そうそう、当初は「フォーエバー横道世之介」という感じの仮タイトルを付けていたんです。でも、ちょっとなあ、と悩んでいた時に「永遠と横道世之介」というタイトルを思いつき、ぴたっとはまりました。その時点では「永遠」はフォーエバーという意味だけだったんですけど、物語の最後に別の意味も持ちますよね。終盤の展開は、自分にとってもサプライズでした。
――吉田さんは、新聞連載で素晴らしい作品をたくさん書かれていますね。人間の心の闇に迫る「悪人」や「怒り」、歌舞伎俳優の一代記「国宝」などに比べて、世之介シリーズの執筆中の気分は違うものですか。
◆全然違いますね。楽しい(笑い)。もちろん、それぞれの作品に別の楽しさはあるんですけど。世之介の執筆は、リラックスして自分と向き合える時間という気がします。今回は完結編だったので、とにかく書き終えるのが名残惜しくて。そういう気持ちになったのは初めてです。
――連載終了後のエッセー(https://mainichi.jp/articles/20230209/dde/014/040/004000c)でも「寂しくてたまらない」と書かれていました。
◇世之介に出会えたことが一番の幸せ
◆時間とともに寂しさは少しずつ薄れてきました。二十数年作家としてやってきて、大げさではなく、世之介に出会えたことが一番の幸せかもしれないと感じています。もちろん、その時その時で必死に書いて、好きな作品は他にもいっぱいあります。でも、横道世之介だけはちょっと違うんですよね。本当に出会えて良かったし、この人と出会っていなかったら、こういう作家にはなっていなかったと思うくらい大きな影響を受けました。

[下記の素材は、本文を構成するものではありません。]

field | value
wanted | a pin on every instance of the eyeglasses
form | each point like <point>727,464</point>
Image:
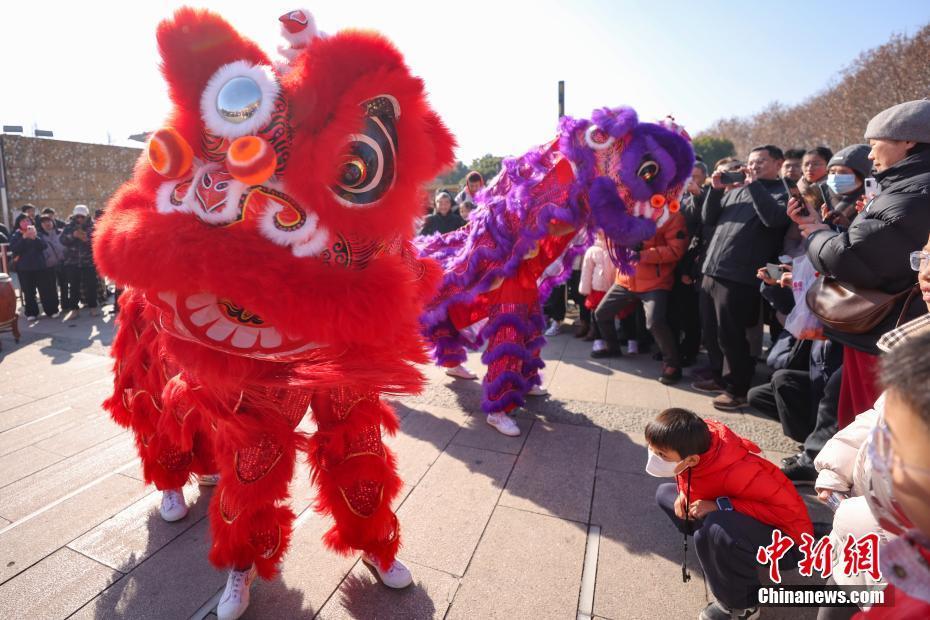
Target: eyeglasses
<point>919,259</point>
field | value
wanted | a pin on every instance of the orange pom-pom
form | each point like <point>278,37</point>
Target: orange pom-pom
<point>251,159</point>
<point>169,153</point>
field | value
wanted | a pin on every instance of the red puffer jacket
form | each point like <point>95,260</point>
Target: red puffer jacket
<point>658,258</point>
<point>733,468</point>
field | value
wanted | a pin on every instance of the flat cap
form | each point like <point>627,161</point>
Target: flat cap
<point>909,121</point>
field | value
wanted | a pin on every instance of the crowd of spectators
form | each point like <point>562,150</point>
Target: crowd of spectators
<point>54,262</point>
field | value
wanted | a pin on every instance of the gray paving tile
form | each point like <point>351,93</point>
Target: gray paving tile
<point>86,436</point>
<point>554,473</point>
<point>21,463</point>
<point>622,452</point>
<point>442,519</point>
<point>310,573</point>
<point>31,541</point>
<point>34,491</point>
<point>424,434</point>
<point>173,583</point>
<point>11,400</point>
<point>87,397</point>
<point>640,546</point>
<point>527,566</point>
<point>55,587</point>
<point>361,596</point>
<point>638,394</point>
<point>133,535</point>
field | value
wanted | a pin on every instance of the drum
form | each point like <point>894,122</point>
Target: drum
<point>7,300</point>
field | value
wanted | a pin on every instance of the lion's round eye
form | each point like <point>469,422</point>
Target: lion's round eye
<point>239,99</point>
<point>648,170</point>
<point>353,173</point>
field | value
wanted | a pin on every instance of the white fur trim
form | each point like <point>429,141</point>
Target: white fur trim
<point>261,75</point>
<point>317,243</point>
<point>230,211</point>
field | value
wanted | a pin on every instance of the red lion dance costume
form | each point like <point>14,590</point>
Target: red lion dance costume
<point>264,245</point>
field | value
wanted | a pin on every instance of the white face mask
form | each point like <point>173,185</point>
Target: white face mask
<point>659,467</point>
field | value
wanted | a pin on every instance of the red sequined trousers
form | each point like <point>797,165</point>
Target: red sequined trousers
<point>169,453</point>
<point>355,475</point>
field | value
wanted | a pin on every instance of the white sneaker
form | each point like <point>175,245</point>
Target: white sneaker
<point>208,480</point>
<point>504,424</point>
<point>460,372</point>
<point>173,507</point>
<point>235,599</point>
<point>397,576</point>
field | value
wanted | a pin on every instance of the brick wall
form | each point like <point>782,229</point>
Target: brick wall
<point>59,174</point>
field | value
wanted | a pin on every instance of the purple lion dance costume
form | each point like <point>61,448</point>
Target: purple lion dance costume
<point>611,173</point>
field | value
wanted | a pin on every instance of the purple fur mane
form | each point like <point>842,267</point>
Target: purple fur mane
<point>515,210</point>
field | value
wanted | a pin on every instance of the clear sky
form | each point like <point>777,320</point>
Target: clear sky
<point>86,69</point>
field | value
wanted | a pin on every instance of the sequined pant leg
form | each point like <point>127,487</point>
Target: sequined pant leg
<point>506,356</point>
<point>355,474</point>
<point>255,451</point>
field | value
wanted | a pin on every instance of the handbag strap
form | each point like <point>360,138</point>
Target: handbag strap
<point>907,304</point>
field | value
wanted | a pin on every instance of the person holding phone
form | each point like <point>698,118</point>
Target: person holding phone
<point>872,253</point>
<point>845,184</point>
<point>29,258</point>
<point>750,223</point>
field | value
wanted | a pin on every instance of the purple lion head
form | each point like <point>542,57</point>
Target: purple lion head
<point>636,172</point>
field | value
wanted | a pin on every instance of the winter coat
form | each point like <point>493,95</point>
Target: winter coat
<point>750,224</point>
<point>28,254</point>
<point>658,258</point>
<point>733,467</point>
<point>54,248</point>
<point>843,464</point>
<point>873,252</point>
<point>437,223</point>
<point>700,233</point>
<point>78,253</point>
<point>597,270</point>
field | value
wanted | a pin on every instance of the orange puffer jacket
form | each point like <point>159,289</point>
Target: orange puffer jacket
<point>733,467</point>
<point>657,260</point>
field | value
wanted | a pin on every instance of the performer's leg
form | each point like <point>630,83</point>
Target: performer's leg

――世之介と出会うことで作中の登場人物たちも変わりますが、吉田さん自身も変化したのですね。世之介と出会っていなかったら……。
◆どうなっていたんでしょうね。もっと、とげとげしい人間になっていたんじゃないかな。南郷(売れっ子になって増長した世之介の先輩カメラマン)のようになっていたかも。
――世之介の亡き恋人について、お寺の和尚が「同じように見えても、やっぱり少し違う。二千花ちゃんがそこにいた世界と、最初からいなかった世界ではやっぱり何かが違う。それがね、一人の人間が生きたってことですよ」と語る場面があります。前2作以上に、誰かと出会えたことの喜びが作品に満ちていると感じました。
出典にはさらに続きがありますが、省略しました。